# 2010 S-works SL3 vs 2011 Tarmac Pro SL3



## mbnakron88 (Feb 12, 2009)

I have an opportunity to get a deal from my local bike shop. 

1. 2010 Specialized Tarmac SL3 with full Dura Ace 7900, Fizik Arione, Easton 90 Sl bar. I can get it for 5,000 without wheels. 

2. 2011 Specialized Tarmac SL3 Pro with the Sram Red package. It would be the stock set up from Specialized with the TPR brakes etc. I can get it for 4,200. 

I am not worried about the wheels as I have a set of Ksyrium Sl's and Zipp 808's already. 

I would really like the Sram Red group with the frame stiffness of the SL3, but I can't find one locally. My question to the forum is to see if anybody knows if the difference in stiffness between the two frames is significant or not? Is the price worth the difference? 

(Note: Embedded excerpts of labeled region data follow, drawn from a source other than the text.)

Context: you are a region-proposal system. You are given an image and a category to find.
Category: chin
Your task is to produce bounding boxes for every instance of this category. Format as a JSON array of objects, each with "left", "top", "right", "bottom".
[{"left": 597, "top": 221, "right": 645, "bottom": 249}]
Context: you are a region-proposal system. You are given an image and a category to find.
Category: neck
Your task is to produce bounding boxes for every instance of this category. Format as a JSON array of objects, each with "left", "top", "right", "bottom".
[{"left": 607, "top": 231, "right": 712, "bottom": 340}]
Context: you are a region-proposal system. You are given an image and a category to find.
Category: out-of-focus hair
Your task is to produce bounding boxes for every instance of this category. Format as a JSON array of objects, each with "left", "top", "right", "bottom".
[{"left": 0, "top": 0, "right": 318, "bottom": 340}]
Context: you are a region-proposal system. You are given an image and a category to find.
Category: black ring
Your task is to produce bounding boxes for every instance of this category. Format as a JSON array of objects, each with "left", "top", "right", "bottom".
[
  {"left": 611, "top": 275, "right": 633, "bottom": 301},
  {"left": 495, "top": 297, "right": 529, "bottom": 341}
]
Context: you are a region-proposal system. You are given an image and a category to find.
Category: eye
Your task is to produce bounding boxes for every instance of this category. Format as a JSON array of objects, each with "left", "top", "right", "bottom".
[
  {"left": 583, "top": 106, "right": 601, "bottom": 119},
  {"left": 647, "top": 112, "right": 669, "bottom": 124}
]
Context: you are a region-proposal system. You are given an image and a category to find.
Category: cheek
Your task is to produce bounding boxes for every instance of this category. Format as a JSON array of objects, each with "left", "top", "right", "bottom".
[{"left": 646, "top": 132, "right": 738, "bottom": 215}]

Your feedback is appreciated.


----------



## rcjunkie3000 (Sep 5, 2009)

Here's a similar thread that discusses the 11R and 10R carbon differences and BB30 option.
http://forums.roadbikereview.com/showthread.php?t=237987


----------



## jnbrown (Dec 9, 2009)

I went through the same process and decided to go with the S-Works mainly because it is potentially better and the price difference wasn't that much for a frameset,. I also wanted the Specialized OSBB crankset and the only way to get it is on the S-Works frameset.
I did ride both the S-Works and Pro and thought the S-Works was better but the wheels, tires and roads were all different so it wan't definite. I think you buy S-Works for the features and not because you feel a difference on a test ride. It probably takes months of riding to appreciate the difference if there is one.


----------